Find the intersection of two sorted linked lists

Finding the intersection of two sorted linked lists is a common interview question that tests your understanding of linked list manipulation and algorithm design. This post will look at efficient ways to solve this problem in JavaScript. We’ll assume our linked lists are sorted in ascending order.

The naive approach would involve iterating through each list and comparing nodes. This has a time complexity of O(m*n), where ‘m’ and ‘n’ are the lengths of the two lists. However, we can use the sorted nature of the lists to achieve a much better time complexity.

Optimized Approach: Using Two Pointers

A more efficient approach uses two pointers, one for each list. We iterate simultaneously through both lists, comparing the values at the current pointers.

• If the values are equal, we’ve found an intersection point.
• If the value in the first list is smaller, we move the first pointer to the next node.
• If the value in the second list is smaller, we move the second pointer to the next node.

This approach has a time complexity of O(m+n), faster than the naive approach.

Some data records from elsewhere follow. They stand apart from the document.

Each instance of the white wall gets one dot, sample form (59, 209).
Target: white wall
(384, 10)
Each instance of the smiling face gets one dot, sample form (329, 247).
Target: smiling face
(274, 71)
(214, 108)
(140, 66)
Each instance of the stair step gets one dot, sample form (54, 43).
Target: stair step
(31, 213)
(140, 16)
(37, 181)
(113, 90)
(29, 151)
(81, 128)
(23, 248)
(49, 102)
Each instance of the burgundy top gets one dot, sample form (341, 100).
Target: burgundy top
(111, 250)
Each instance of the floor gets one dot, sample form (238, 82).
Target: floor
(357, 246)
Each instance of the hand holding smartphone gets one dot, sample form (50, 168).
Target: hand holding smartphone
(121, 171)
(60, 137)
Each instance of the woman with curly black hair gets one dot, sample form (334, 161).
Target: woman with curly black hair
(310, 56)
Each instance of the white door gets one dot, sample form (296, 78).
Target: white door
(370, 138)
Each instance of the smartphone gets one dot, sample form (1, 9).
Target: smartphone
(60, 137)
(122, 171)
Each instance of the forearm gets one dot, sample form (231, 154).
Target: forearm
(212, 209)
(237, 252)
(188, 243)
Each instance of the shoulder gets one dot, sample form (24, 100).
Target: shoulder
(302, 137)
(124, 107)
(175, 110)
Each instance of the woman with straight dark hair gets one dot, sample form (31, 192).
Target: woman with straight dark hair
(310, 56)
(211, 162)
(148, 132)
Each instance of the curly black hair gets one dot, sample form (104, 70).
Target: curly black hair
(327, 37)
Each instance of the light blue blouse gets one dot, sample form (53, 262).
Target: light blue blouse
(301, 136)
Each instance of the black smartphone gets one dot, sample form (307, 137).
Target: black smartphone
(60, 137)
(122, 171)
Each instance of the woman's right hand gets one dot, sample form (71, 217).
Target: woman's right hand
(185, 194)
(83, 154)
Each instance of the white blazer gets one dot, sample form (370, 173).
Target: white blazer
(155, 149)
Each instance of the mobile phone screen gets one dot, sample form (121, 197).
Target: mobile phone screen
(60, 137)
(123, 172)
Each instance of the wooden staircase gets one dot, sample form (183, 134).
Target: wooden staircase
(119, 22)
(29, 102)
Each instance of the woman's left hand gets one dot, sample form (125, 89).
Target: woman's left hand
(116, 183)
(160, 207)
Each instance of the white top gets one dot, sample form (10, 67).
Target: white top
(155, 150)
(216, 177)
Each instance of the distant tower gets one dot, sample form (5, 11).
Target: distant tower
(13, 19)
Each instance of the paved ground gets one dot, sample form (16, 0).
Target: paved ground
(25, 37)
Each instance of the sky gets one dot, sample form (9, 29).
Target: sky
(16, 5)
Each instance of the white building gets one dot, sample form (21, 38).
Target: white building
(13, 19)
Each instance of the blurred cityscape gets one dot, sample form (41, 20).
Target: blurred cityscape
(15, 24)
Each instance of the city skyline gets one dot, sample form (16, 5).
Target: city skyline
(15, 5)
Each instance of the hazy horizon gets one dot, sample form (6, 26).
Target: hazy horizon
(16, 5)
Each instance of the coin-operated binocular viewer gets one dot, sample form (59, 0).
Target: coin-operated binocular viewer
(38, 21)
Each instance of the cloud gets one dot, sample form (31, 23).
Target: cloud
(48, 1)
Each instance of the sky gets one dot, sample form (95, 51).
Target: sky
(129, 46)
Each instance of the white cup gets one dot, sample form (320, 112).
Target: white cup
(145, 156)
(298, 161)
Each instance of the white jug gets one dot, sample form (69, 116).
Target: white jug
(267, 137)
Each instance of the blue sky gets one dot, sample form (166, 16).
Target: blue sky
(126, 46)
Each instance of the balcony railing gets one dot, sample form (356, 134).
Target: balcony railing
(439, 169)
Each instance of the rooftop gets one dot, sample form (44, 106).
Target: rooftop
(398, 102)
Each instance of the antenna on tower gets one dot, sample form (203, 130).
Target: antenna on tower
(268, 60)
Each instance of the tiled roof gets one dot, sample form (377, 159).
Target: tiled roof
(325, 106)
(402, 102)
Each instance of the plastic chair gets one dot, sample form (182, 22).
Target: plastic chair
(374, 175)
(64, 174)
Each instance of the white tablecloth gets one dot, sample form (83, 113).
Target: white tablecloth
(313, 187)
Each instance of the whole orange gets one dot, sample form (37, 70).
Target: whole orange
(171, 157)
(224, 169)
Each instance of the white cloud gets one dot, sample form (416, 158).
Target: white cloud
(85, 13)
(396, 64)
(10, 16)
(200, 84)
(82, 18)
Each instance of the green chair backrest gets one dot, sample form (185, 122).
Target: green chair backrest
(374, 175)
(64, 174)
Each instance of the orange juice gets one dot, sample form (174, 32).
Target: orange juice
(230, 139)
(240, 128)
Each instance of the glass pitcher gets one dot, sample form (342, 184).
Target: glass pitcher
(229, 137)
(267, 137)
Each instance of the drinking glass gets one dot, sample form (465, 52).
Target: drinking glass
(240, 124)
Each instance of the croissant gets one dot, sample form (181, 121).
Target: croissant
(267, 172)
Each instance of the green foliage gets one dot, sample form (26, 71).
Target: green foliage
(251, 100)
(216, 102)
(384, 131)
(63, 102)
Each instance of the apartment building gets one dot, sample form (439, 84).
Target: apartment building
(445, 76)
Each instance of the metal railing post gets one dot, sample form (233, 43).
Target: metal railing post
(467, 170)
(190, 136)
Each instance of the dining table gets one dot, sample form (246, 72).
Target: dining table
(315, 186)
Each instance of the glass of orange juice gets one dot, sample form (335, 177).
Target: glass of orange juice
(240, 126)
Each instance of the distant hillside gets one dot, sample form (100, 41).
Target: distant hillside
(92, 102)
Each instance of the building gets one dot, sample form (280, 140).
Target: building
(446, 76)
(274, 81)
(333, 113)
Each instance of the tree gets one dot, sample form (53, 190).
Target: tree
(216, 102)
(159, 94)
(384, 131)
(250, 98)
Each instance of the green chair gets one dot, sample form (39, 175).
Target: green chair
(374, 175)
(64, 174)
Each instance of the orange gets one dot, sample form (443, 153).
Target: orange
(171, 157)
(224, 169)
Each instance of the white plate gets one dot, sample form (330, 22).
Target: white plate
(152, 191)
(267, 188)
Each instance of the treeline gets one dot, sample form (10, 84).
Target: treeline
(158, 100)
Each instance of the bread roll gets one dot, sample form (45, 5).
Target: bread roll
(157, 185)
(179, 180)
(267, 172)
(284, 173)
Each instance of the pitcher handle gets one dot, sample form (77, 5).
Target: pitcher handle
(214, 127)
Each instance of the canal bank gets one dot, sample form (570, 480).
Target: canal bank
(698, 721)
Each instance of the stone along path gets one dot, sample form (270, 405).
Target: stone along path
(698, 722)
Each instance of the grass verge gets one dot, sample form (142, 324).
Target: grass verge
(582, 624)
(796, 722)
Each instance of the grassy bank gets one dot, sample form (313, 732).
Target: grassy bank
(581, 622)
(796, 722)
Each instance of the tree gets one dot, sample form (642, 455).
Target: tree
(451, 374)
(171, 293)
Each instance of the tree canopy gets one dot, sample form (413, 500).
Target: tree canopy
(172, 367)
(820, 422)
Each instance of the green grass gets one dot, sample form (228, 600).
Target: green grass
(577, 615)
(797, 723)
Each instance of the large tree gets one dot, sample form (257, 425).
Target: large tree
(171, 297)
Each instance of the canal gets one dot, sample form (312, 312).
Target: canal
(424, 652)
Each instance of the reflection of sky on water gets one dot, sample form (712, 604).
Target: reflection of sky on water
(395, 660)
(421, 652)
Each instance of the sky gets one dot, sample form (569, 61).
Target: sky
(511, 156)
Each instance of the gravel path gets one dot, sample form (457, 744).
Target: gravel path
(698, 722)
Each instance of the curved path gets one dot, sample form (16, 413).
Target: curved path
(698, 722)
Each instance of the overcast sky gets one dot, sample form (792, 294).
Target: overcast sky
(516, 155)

JavaScript Code Implementation

First, let’s define a Node and LinkedList class for our linked lists:

class Node {
  constructor(data) {
    this.data = data;
    this.next = null;
  }
}

class LinkedList {
  constructor() {
    this.head = null;
  }

  insert(data) {
    const newNode = new Node(data);
    if (!this.head) {
      this.head = newNode;
      return;
    }
    let current = this.head;
    while (current.next) {
      current = current.next;
    }
    current.next = newNode;
  }
}

Now, let’s implement the function to find the intersection:

function findIntersection(list1, list2) {
  let pointer1 = list1.head;
  let pointer2 = list2.head;
  const intersection = [];

  while (pointer1 && pointer2) {
    if (pointer1.data === pointer2.data) {
      intersection.push(pointer1.data);
      pointer1 = pointer1.next;
      pointer2 = pointer2.next;
    } else if (pointer1.data < pointer2.data) {
      pointer1 = pointer1.next;
    } else {
      pointer2 = pointer2.next;
    }
  }
  return intersection;
}

Example Usage:

const list1 = new LinkedList();
list1.insert(1);
list1.insert(2);
list1.insert(3);
list1.insert(4);
list1.insert(6);


const list2 = new LinkedList();
list2.insert(2);
list2.insert(4);
list2.insert(6);
list2.insert(8);


const intersection = findIntersection(list1, list2);
console.log(intersection); // Output: [2, 4, 6]

This code efficiently finds and returns an array containing the intersection of the two sorted linked lists. The use of two pointers allows for a linear time solution, making it suitable for larger datasets. Remember to handle edge cases such as empty lists or lists with no intersection.